ぬすっと少女隊と魔法の杖

名南奈美

Ⅰ 三人の女、遺跡、アダムがいない

1ー1



Ⅰ 三人の女、遺跡、アダムがいない



 いつものように崖の上の大樹に登り、いつものように孤島全体を見下ろしていた十五歳のライルハント少年は、海岸に一隻の小舟が着いていることに気がついた。よく晴れた日の朝のことで、なんとなく鳥たちが騒がしくなってきたところだった。さしずめ上陸者の影響だろう、と少年は大樹から飛び降りて――崖の向こうに落ちて行った。

 その手には、一本の、銀色の杖が握られていた。



 うわあ、ぎゃあ、ひっ、と三者三様の悲鳴を上げた。
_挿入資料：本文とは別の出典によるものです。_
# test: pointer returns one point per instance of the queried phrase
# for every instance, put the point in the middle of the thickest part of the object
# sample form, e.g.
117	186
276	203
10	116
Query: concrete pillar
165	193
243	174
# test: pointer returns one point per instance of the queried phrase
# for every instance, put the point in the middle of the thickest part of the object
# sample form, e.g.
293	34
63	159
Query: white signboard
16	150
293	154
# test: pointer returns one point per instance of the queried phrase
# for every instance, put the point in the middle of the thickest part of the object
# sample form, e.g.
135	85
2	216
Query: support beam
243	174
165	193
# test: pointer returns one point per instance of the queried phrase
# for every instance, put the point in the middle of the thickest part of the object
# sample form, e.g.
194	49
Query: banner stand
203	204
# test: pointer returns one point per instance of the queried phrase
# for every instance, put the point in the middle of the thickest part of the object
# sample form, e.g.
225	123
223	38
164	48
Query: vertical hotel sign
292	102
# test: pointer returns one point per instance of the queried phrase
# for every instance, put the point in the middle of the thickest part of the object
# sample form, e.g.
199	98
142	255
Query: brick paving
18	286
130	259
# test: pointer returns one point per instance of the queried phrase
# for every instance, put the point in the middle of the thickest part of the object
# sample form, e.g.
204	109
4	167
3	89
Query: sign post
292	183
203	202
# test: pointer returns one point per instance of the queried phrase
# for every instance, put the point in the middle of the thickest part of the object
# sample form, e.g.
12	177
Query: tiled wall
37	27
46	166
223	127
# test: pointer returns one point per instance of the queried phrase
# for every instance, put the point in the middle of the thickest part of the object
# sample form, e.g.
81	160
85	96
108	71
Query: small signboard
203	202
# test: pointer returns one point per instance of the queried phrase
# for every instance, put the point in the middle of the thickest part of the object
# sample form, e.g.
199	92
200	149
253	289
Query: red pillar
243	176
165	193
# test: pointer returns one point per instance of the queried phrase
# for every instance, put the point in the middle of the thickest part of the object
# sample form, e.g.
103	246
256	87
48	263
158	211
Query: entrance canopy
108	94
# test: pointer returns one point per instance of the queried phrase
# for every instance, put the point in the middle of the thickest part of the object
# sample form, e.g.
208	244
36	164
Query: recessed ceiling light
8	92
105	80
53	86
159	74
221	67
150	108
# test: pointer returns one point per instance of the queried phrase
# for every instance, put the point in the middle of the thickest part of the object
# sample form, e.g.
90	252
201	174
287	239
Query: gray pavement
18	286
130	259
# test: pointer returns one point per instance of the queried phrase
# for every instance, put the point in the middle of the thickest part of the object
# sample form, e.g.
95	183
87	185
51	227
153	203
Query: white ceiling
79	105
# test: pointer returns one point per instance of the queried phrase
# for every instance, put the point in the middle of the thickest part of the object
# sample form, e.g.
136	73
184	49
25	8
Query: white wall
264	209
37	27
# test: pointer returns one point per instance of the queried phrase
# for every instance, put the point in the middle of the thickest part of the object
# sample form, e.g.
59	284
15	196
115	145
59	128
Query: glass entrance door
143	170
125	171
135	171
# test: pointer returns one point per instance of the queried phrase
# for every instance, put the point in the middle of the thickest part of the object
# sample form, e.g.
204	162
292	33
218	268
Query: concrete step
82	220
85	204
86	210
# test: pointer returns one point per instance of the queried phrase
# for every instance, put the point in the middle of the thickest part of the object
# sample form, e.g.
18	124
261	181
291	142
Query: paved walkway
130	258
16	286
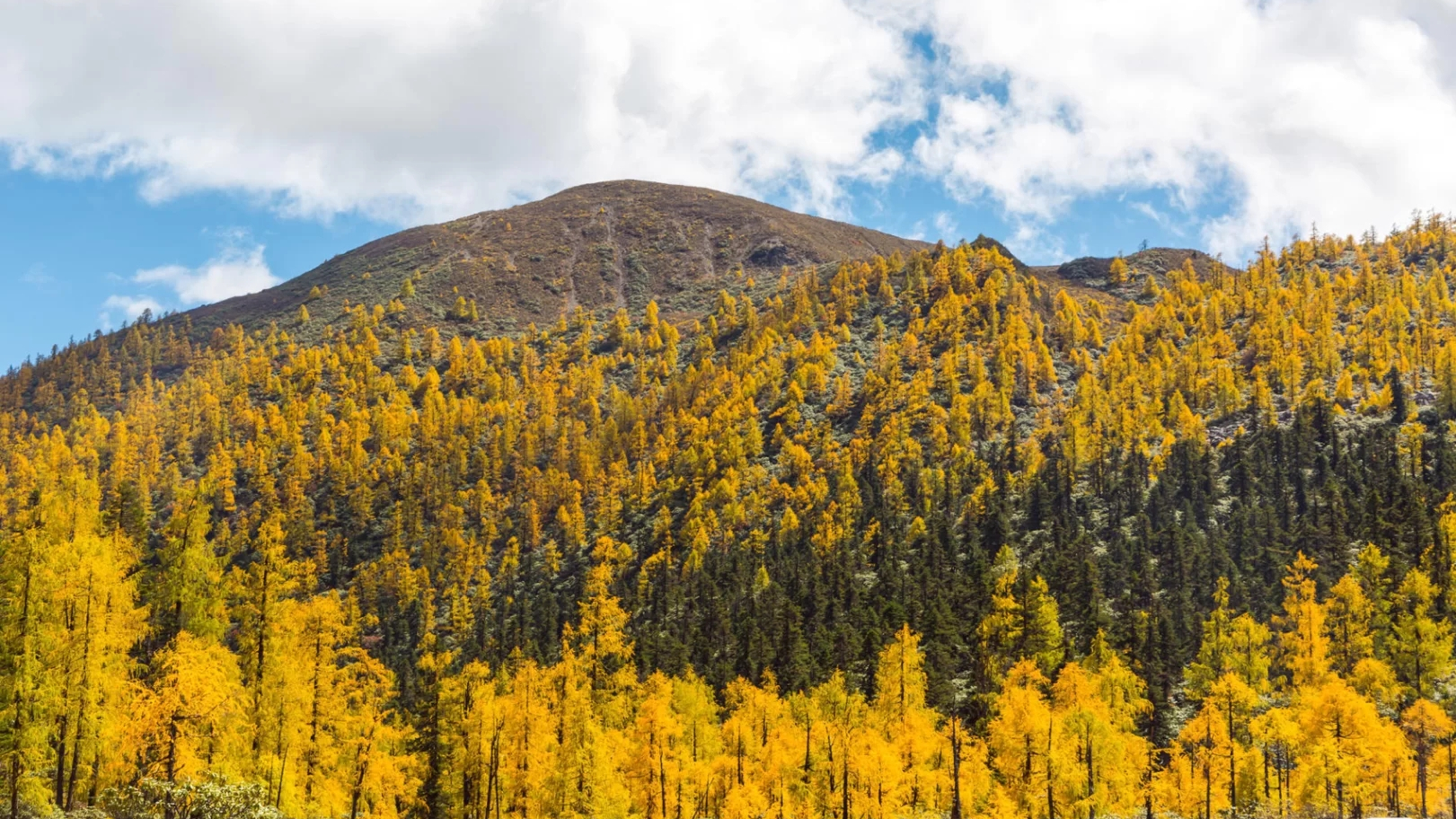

三人で寄り合う女性は、目の前に現れた背の高い少年にびっくりした。女性のひとり、スイは、今まさに森に入ろうとしていたところだったから、よもや熊でもきたのかとすら思った。

「この島に何の用だ」少年は言った。

 三人のうちひとり――シュミレは腰に差していたナイフを抜いて、

「あたしらはこの島の宝を奪いにきたんだ」

 と言おうとしたのだが、すんでのところでスイに口を塞がれてしまった。どうしてと言いたげな目のシュミレに、スイは耳打ちする。

 お馬鹿。どうすんの、それでこの男の子がめっちゃくちゃ強かったら。それか、島を守る他の人を呼ばれたりしたら。

 でも、あいつ、見ろよ、杖なんて持ってるぜ。若くして腰が悪いんだろう。楽勝だね。

 それなら見なさいよあれ、腕の筋肉すっごいでしょ。殴られたらひどいに決まってる。

 そんな風に小声で言い合うふたりを押しのけて、最後のひとりであるサンナーラが、にこやかな表情を作って言う。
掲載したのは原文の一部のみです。